Plus, I don’t believe the Bayport brothers joyously held the “found” week-old kittens in the hayloft. Five squeaky oh-so-soft kitties divided well with four brothers — one Basswood Boy had the joy of two.
While the Hardy boys were chasing down bank robbers in their speedboat named Sleuth, we chased cattle into corrals for vaccinations.
The Hardys explored old castles, but we sleuthed the Little Saskatchewan River Valley ravines a short distance north of our farm. We found saskatoon berries, the ever-so-healthy purple delights. We ate as many as we picked. We explored endlessly. Mom never complained. “The Basswood Boys and the Hidden Hills Mystery.”
While the Hardy boys got lost in a cave and stumbled across a few gold bars, we brothers traced and walked the deep wide ruts on the southern edge of Long Lake. Aren’t those ruts evidence of the Red River carts wheeling the pioneers along the Carlton Trail? “The Basswood Boys and the Secret Frontier Trail.”
At the lakeshore, we picked wild cranberries. We also found the wild hazelnuts that Dad so enjoyed. He dried and shelled the nuts in winter. Mom ground them up and then baked the crushed nuts in with her oatmeal cookies. A better cookie does not exist.

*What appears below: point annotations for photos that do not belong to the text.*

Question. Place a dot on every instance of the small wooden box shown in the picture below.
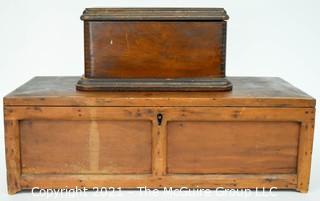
(259, 135)
(166, 49)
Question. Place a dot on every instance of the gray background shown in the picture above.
(265, 38)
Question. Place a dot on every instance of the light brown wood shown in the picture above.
(118, 141)
(282, 181)
(12, 155)
(232, 147)
(247, 91)
(119, 147)
(159, 148)
(305, 153)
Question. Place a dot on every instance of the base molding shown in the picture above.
(179, 84)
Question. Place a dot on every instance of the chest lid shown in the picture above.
(102, 14)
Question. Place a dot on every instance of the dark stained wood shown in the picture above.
(232, 147)
(247, 91)
(154, 49)
(136, 14)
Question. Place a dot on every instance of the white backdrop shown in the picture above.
(265, 38)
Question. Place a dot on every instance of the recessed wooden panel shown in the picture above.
(154, 49)
(85, 146)
(232, 147)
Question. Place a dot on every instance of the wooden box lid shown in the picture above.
(247, 92)
(97, 14)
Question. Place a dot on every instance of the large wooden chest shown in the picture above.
(258, 135)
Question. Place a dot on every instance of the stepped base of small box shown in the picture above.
(185, 84)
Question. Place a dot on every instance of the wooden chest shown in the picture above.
(154, 49)
(258, 135)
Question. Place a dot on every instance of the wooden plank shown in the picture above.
(149, 113)
(159, 143)
(281, 181)
(12, 155)
(247, 91)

And while Frank and Joe dodged a wrench thrown by an escaped convict mechanic, the Basswood boys helped Dad in his shop overhaul the engine on a farm tractor. We’d use the wrench to hold the bolt head while Dad turned the nut. I discovered that a vice-grip also clamped nicely on a younger brother’s nose. It was worth a laugh.

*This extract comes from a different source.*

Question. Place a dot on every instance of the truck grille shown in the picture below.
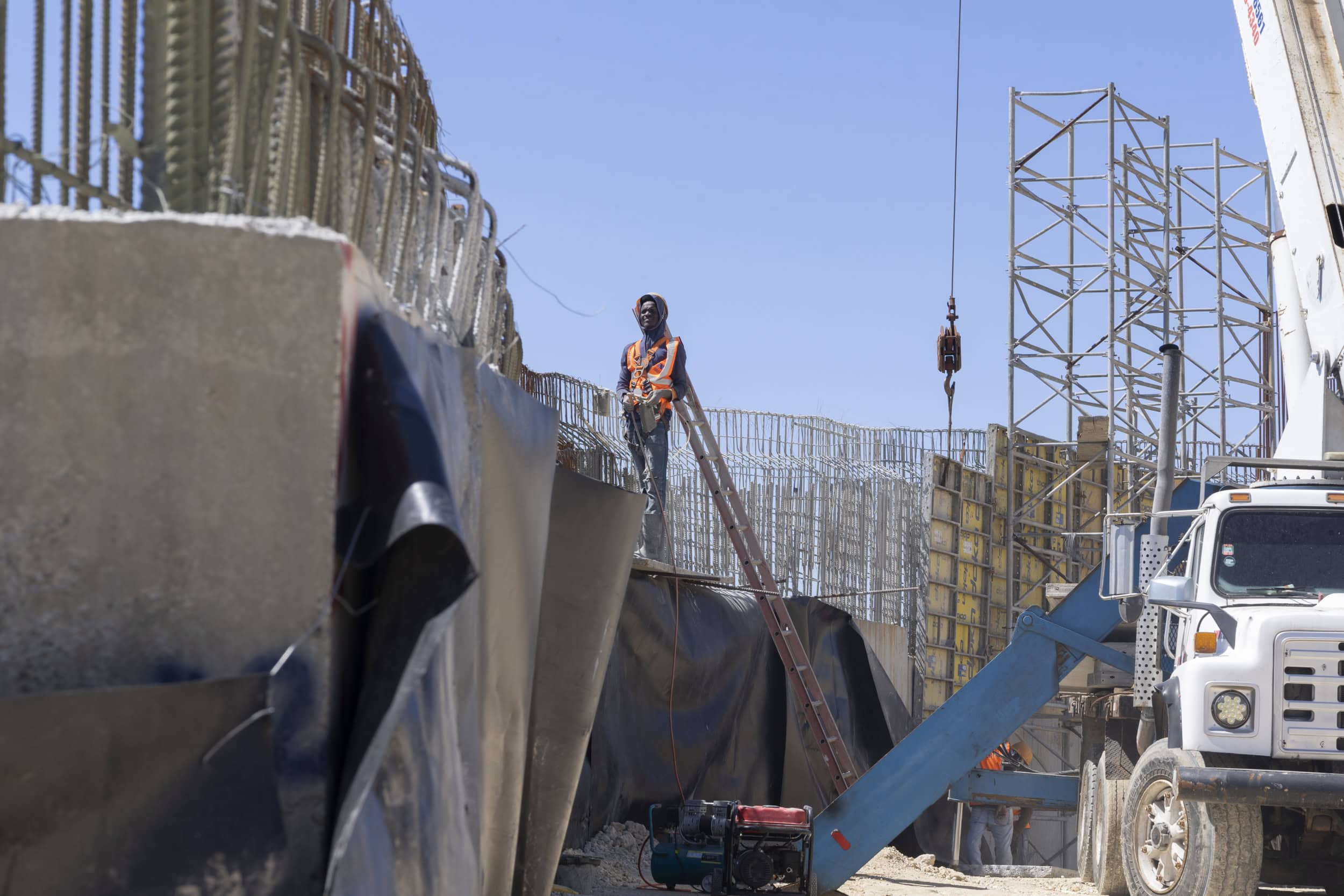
(1311, 690)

And after all the drama, as the Hardy boys gulped their milkshakes, we Basswood boys took small sips of Mom’s new end-of-summer dandelion wine. We had picked many five-gallon pails-full of the yellow flowers for the production. The best use ever of those weeds, I still say.
“The Basswood Boys and Momma’s Feel-Good Elixir.”
Five years ago, a friend offered me his collection of 55 Hardy Boy books. I seized the chance. I then pondered my next action. Re-read? Huummm. I did remember these two young farm boys at my parent’s Lutheran Church at Didsbury, Alta. I sent a text message to their parents’ cellphone number. Mrs. Reese soon responded.
“Would your boys enjoy Hardy boy books?” I asked.
“Sure, but they don’t have many,” she answered.
We quickly made a deal. I met her days later in a coffee shop parking lot for the hand-off. I am sure it looked shady and suspicious. I was unshaven too. My pants were not pressed. I didn’t care. The Hardy boys weren’t around, so they wouldn’t have questioned us anyway. Besides, they’re not real.
However, the Reese boys, Hunter, 18, and Levi, 12, do exist. They live farm boy adventures, as we did 50 years ago. They’ll have great stories (or book titles) for a lifetime. Their tales will rival those of the Hardy boys. And I am sure their mother feeds them hearty meals to power their exploits.